Le caïd Rha, chargé par le
sultan de veiller sur
l'ambassadefrançaise.

A Larache, à la côte, où le débarquement de la mission, nous l'avons déjà dit, s'était effectué à bord d'une des barcasses du sultan, il envoyait pour chercher le bachadour--vous reconnaissez ici la déformation du mot ambassadeur--une escorte qu'on fit aussi imposante que possible, commandée par un personnage important du Maghzen, le caïd Rha, un homme d'une admirable prestance, d'une imposante noblesse d'attitudes sous son burnous flottant. Et le rouge pavillon impérial allait protéger tout le long du chemin les hôtes du sultan, flottant en avant de cette petite troupe de cavaliers et de fantassins aux costumes voyants. Tout un petit monde de muletiers, de chameliers, de serviteurs, suivait la caravane, s'occupant des bagages, plantant, repliant, emportant les soixante tentes indispensables pour le logement des voyageurs, véritable village de toile qui s'érigeait chaque soir en un site nouveau, sous l'ondée, ou, plus rarement, sous le ciel étoilé, et s'occupant, avec le plus grand soin, surtout, des cadeaux que la République française, suivant l'usage immémorial, a chargé son ambassadeur de remettre au souverain ami et aux personnages importants de sa cour: on ne saurait se concilier trop de bonnes grâces.

Ces cadeaux constituent un bagage inévitable, sans doute, mais terriblement encombrant. Ils sont enfermés dans une caisse énorme, un véritable monument, qu'on a suspendue à deux robustes poutres. Deux dromadaires sont affectés à son transport, un à chaque extrémité de ce brancard improvisé.

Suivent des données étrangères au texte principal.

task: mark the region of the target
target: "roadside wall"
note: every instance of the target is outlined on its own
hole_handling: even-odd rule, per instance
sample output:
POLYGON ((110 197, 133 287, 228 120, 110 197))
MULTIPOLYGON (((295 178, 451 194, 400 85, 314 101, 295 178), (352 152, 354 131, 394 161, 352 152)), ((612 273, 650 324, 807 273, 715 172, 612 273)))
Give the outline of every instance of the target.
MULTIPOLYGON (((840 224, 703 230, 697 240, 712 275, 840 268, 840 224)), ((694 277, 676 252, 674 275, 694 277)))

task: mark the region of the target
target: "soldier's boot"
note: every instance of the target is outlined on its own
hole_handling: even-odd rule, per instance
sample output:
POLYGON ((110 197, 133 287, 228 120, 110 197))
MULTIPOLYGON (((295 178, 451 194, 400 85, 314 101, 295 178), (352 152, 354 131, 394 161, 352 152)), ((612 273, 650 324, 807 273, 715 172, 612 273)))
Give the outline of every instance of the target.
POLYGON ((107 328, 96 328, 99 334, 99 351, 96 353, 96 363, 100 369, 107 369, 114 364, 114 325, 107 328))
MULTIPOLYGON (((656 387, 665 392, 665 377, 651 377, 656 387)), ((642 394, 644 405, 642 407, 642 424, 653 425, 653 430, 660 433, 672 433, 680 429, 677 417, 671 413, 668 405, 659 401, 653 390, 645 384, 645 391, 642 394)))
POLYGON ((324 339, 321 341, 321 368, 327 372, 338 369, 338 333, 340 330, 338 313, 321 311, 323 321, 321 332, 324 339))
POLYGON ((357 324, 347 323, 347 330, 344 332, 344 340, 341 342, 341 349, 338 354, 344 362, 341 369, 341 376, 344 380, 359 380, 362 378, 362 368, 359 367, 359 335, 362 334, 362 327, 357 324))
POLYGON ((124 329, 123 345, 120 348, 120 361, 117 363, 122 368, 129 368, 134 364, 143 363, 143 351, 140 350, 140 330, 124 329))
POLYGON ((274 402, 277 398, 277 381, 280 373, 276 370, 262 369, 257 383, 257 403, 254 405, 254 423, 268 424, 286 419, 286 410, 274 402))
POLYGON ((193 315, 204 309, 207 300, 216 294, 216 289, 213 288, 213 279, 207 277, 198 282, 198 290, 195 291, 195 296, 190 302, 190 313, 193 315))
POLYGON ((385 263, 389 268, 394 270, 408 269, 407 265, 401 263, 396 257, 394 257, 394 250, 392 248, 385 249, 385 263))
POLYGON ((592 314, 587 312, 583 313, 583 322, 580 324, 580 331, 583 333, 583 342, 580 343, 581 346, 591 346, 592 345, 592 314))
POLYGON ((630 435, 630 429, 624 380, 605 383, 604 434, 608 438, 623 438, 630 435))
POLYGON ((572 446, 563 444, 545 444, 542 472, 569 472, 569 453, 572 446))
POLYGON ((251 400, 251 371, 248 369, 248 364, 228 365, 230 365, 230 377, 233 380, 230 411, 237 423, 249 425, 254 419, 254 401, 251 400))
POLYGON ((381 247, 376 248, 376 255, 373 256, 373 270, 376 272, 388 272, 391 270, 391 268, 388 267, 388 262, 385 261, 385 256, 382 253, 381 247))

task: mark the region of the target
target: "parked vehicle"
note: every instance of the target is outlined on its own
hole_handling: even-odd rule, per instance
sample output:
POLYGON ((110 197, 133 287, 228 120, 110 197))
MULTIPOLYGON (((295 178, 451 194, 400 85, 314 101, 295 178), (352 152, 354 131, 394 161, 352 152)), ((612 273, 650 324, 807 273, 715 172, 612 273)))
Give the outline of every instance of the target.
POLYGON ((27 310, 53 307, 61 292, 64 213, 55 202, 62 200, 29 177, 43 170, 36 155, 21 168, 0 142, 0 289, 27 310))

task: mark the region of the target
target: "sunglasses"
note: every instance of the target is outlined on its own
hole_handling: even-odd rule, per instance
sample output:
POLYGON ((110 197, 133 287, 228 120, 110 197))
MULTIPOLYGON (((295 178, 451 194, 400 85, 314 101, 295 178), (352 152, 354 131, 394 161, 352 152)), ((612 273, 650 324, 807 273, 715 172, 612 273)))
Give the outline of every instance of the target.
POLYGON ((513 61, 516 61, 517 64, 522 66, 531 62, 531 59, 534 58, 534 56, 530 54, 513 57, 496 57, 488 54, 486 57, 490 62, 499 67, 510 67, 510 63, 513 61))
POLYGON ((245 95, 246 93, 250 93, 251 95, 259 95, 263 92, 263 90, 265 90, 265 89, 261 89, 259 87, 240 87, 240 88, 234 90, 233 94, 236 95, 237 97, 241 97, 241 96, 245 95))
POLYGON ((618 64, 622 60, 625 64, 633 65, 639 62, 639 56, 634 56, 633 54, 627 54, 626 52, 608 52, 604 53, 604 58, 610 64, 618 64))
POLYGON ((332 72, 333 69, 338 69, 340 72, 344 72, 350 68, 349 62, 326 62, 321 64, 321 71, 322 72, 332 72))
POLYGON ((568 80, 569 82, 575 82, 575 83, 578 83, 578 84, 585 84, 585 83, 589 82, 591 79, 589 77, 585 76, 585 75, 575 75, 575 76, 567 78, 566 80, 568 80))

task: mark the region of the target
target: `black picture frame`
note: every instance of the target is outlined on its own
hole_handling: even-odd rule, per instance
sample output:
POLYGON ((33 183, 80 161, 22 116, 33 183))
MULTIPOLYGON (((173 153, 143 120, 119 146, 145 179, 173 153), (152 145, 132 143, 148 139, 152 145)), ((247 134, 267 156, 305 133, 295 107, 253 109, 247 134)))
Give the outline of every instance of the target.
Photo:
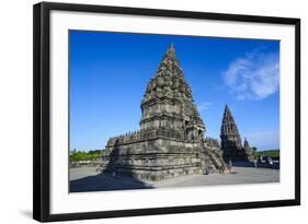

Le pont sur l'oued Mekkez.

L'un des principaux, des plus redoutables obstacles qui aient entravé la marche de la mission et de son long convoi a été le fleuve Sebou. Les pluies l'avaient grossi, changé en un torrent fangeux. Un moment on put craindre que M. Saint-René-Taillandier, sa suite, son escorte, ne fussent retenus, pendant plusieurs jours peut-être, sur ses berges argileuses. Là encore, les bons soins du Maghzen, les précautions prises à l'avance pour assurer le voyage de la mission s'accusèrent heureusement: des bacs attendaient l'arrivée des envoyés français et, sans trop de vicissitudes, les transportèrent d'une rive à l'autre.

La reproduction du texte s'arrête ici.